Jewish groups upset by Supreme Court’s decision on Oberlander

Jewish groups in Canada are calling for justice after the Supreme Court of Canada rejected the federal government’s appeal in a case to revoke the citizenship of former Nazi Helmut Oberlander.
Helmut Oberlander
Helmut Oberlander in an undated Second World War-era photo.

Jewish groups in Canada are calling for justice after the Supreme Court of Canada rejected the federal government’s appeal in a case to revoke the citizenship of former Nazi Helmut Oberlander.

The Supreme Court ruled July 7 that it will not hear the government’s appeal of a lower court judgment that ordered the government to reconsider its decision to revoke Oberlander’s Canadian citizenship.

The 92-year old Waterloo, Ontario resident served as an interpreter for Einsatzkommando 10a, a mobile Nazi killing squad that murdered tens of thousands of Jews and other victims during World War II.

The Centre for Israel and Jewish Affairs (CIJA) and Canadian Jewish Holocaust Survivors and Descendants (CJHSD) expressed their disappointment with the Supreme Court decision in a press release they issued July 7, and say they urge the government to continue pushing to deport Oberlander.

“Oberlander was a member of a Nazi mobile killing unit that murdered more than 90,000 Jewish men, women and children during the Holocaust. He lied about his complicity in these atrocities and gained Canadian citizenship fraudulently. Based on these facts, he should be deported without further delay,” Shimon Koffler Fogel, CEO of CIJA said.

Nate Leipciger, a Holocaust survivor and the past co-president of CJHSD, said, “There is no time limit nor age consideration to bring the guilty to justice. The few remaining survivors are still suffering the loss of our loved ones and remember the brutality of the Einsatzkommando 10a.”

Recently, CIJA and CJHSD published an open letter to Minister of Immigration, Citizenship and Refugees John McCallum calling for Oberlander’s deportation.

Since 1995, the Canadian government has been trying to strip Oberlander, who was included on the Simon Wiesenthal Center’s list of most wanted Nazi war criminals in 2014, of his citizenship.

The Ukrainian-born, ethnic German immigrated to Canada with his wife in 1954, became a Canadian citizen in 1960 and ran a construction business in the Waterloo region.

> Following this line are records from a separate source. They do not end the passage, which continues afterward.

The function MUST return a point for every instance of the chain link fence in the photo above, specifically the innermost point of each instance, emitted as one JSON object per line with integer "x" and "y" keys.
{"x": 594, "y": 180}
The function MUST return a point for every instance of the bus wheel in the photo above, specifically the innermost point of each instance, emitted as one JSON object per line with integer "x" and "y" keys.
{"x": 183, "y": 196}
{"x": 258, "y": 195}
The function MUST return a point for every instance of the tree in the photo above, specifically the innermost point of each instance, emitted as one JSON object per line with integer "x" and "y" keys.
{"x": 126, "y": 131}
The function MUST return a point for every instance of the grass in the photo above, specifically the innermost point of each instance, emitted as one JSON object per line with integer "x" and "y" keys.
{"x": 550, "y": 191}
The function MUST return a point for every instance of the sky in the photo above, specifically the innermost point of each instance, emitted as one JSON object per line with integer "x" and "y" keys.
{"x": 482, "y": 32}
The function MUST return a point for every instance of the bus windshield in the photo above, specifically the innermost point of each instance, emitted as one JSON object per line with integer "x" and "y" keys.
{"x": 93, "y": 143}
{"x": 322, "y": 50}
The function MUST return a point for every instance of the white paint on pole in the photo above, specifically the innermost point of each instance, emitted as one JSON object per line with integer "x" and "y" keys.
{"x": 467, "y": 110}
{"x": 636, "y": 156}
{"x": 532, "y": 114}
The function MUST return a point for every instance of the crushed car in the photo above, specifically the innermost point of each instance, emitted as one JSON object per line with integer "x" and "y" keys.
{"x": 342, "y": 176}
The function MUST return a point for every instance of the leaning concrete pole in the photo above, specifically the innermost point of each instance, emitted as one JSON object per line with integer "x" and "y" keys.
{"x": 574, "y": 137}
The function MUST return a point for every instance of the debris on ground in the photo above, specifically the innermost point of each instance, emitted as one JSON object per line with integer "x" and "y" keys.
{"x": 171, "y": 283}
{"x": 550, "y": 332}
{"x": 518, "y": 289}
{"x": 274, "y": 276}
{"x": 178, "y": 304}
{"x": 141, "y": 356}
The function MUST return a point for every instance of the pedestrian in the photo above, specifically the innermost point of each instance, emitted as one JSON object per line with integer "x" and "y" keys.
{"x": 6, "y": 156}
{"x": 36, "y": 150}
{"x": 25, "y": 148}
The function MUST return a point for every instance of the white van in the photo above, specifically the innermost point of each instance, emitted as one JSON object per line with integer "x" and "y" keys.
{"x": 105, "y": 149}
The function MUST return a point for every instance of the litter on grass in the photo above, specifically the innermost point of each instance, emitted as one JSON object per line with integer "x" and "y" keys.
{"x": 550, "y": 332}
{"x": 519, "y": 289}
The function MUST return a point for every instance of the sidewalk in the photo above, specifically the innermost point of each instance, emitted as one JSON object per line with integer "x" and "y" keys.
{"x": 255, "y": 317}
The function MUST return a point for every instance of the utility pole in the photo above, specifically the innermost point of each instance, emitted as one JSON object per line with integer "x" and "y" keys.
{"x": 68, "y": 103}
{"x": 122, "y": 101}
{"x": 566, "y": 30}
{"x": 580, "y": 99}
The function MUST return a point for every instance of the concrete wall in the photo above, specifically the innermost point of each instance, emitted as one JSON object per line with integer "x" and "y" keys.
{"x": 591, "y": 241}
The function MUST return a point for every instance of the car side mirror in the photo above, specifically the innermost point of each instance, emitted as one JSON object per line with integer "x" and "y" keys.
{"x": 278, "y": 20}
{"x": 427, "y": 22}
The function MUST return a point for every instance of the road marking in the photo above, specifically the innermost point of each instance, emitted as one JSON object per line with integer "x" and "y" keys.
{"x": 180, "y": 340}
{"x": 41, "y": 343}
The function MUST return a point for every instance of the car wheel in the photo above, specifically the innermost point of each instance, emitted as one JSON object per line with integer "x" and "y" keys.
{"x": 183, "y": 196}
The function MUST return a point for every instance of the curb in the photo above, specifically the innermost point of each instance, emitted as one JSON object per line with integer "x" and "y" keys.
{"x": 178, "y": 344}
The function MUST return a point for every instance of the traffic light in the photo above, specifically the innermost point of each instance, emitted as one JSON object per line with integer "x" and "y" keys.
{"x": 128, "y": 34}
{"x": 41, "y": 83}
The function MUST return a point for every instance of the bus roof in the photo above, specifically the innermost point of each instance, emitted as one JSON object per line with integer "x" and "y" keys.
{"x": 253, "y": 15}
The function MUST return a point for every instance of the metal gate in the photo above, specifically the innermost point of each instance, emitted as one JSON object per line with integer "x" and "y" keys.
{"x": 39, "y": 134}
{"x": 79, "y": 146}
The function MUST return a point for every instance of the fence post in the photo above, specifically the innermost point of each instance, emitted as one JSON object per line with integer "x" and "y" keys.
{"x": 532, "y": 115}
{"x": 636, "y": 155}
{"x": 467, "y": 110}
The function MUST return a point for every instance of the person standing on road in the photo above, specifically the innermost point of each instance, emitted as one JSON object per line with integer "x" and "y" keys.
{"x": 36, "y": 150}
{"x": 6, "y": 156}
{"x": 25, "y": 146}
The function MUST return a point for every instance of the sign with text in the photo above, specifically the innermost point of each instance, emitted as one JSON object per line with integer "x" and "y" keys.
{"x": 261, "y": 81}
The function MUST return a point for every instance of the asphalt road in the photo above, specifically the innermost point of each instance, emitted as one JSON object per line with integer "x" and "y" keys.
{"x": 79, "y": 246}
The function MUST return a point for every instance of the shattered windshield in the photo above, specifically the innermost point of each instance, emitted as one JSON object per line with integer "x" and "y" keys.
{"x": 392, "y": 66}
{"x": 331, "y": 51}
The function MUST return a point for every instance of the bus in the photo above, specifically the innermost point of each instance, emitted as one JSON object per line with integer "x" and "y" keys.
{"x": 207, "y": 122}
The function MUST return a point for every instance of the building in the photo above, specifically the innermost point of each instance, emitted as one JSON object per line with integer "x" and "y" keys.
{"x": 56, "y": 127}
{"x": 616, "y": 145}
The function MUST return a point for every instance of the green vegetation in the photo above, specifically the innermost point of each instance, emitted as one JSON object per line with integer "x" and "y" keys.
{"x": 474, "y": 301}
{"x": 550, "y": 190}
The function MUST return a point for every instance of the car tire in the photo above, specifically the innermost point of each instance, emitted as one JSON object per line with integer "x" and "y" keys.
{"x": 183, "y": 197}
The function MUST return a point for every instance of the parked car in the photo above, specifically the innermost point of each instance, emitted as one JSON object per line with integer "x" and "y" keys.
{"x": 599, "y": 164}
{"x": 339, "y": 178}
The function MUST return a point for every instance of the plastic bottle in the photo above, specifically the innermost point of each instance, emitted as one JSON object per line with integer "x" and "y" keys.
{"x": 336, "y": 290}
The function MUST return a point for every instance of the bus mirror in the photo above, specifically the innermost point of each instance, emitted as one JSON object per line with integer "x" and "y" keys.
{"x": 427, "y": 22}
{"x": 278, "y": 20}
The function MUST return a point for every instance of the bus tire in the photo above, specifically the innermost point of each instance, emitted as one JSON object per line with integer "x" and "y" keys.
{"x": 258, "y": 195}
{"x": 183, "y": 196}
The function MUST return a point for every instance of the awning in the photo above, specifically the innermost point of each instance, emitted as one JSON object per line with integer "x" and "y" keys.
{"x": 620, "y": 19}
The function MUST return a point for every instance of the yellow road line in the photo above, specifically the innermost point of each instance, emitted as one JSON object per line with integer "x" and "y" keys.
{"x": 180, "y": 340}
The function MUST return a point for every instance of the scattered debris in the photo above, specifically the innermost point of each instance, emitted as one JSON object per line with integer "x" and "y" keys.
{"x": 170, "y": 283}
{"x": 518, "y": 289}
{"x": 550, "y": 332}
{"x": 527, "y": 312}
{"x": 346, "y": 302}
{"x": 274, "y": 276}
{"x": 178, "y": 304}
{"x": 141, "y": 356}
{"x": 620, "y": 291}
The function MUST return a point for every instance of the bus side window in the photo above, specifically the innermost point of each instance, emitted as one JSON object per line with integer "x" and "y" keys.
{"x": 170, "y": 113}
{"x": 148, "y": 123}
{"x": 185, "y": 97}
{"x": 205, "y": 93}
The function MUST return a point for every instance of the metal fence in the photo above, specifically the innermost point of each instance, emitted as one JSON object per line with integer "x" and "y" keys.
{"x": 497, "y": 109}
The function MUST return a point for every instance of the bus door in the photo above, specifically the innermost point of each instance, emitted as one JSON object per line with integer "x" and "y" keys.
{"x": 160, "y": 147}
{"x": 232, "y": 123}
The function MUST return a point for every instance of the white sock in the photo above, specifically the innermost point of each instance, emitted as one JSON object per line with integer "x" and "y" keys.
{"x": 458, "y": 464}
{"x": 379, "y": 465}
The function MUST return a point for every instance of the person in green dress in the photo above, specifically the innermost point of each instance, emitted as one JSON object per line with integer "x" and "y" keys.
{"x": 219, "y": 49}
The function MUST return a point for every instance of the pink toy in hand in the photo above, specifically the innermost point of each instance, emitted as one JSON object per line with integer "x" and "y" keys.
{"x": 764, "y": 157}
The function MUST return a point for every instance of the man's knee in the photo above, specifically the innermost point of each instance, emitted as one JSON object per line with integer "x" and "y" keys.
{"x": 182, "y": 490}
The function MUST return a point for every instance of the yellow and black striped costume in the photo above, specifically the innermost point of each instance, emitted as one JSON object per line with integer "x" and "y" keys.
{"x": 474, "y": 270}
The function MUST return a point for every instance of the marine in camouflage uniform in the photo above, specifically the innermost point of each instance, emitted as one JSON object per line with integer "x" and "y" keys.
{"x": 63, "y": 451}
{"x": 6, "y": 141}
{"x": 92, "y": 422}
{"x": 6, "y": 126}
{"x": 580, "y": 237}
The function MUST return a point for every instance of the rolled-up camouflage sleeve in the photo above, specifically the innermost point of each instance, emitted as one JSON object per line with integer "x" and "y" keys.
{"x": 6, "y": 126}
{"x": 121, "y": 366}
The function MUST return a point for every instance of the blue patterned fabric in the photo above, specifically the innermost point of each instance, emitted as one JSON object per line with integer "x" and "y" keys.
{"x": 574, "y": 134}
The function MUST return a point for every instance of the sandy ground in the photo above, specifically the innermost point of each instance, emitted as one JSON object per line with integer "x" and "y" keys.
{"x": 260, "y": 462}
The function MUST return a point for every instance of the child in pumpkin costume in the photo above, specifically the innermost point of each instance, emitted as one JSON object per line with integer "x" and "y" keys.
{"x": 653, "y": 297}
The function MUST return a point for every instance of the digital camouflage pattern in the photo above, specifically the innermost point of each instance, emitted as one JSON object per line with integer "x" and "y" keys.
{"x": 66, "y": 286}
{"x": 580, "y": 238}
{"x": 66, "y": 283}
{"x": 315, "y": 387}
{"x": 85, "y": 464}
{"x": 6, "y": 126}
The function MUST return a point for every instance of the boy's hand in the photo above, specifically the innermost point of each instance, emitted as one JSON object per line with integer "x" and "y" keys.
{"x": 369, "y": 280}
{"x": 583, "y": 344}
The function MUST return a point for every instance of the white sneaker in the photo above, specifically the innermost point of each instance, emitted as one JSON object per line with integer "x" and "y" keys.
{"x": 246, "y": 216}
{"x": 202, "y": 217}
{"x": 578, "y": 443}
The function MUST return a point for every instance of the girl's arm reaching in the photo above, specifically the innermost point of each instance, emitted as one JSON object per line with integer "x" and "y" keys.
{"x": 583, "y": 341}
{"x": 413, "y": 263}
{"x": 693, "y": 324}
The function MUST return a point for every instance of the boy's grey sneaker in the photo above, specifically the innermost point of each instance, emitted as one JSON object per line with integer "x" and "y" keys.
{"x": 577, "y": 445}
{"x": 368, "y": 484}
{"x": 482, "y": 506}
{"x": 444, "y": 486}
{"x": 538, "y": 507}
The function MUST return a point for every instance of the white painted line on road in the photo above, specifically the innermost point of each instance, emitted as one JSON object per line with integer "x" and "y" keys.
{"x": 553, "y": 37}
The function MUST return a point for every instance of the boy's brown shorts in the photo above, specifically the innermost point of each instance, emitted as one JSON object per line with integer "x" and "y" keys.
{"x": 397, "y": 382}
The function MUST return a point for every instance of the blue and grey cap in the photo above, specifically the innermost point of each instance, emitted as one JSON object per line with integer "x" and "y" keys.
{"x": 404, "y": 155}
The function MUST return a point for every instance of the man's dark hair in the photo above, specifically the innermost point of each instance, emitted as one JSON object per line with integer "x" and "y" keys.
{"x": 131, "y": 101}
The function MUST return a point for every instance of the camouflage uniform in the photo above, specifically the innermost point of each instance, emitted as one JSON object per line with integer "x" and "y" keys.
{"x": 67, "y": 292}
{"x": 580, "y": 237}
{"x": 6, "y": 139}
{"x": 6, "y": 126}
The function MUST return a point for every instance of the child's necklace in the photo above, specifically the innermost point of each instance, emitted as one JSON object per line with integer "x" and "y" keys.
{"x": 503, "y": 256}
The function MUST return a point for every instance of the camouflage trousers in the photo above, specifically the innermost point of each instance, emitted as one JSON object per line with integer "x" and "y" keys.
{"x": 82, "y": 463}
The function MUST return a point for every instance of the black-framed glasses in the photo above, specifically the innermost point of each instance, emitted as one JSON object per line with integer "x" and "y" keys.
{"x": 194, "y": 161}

The government’s multiple attempts to revoke Oberlander’s citizenship over the years have led to a series of appeals: In 2000, the federal court determined Oberlander had obtained citizenship through fraudulent means, either by lying on his application or failing to disclose his former association with a Nazi killing unit.

The government moved to revoke his citizenship but Oberlander appealed and in 2004 the case was sent back to Ottawa for a new decision.

In 2009, the Federal Court of Appeal ruled that the government was reasonable in finding that Oberlander’s participation in Einsatzkommando 10a made him complicit in war crimes, but said Ottawa needed to consider whether Oberlander had, as he’s claimed, acted under duress.

Ottawa subsequently rejected that idea and in 2012 it again attempted to revoke his citizenship.

Oberlander appealed first to the Federal Court and then to the Federal Court of Appeal, which sent the matter back to the government.

The Supreme Court’s latest decision means that in order to deport Oberlander Ottawa will have to prove he was a willing participant in the Nazi death squad’s activities.

“We can’t keep labeling him a criminal. There’s absolutely no evidence that he was. Just that he was forced to be part of this [Nazi] unit,” Ronald Poulton, Oberlander’s lawyer, told The CJN.

Poulton said the government had for years tried to apply the now outdated “guilt by association” law to Oberlander, alleging that he was complicit in war crimes because he had belonged to the Einsatzkommando 10a.

But in 2013, the Supreme Court ruled in another case that guilt by association is not sufficient grounds to be considered a war criminal.

He said that in a 1999 trial, two witnesses brought by the government – both former members of the Einstazkommando 10a – to testify that Oberlander had been part of the unit also testified that one couldn’t transfer from the killing unit.

“They said…if you tried to leave you’d be shot,” Poulton said.

Bernie Farber, former CEO of the Canadian Jewish Congress and a social activist, said that history has shown accounts of many soldiers who were placed in Nazi killing units but were able to transfer to other units without dire consequences.

“If a young Filipino woman makes one mistake on her [citizenship] application she’s deported immediately. Yet here’s a man who chose not to admit on his application he was part of a killing unit and remains in Canada,” he said

A media spokesperson from Immigration, Refugees and Citizenship Canada said that Canada had “sought leave to appeal to the Supreme Court of Canada because it felt strongly that this case raised issues of importance to all Canadians.”

She also noted that the government acknowledges the Supreme Court’s decision and is assessing next steps.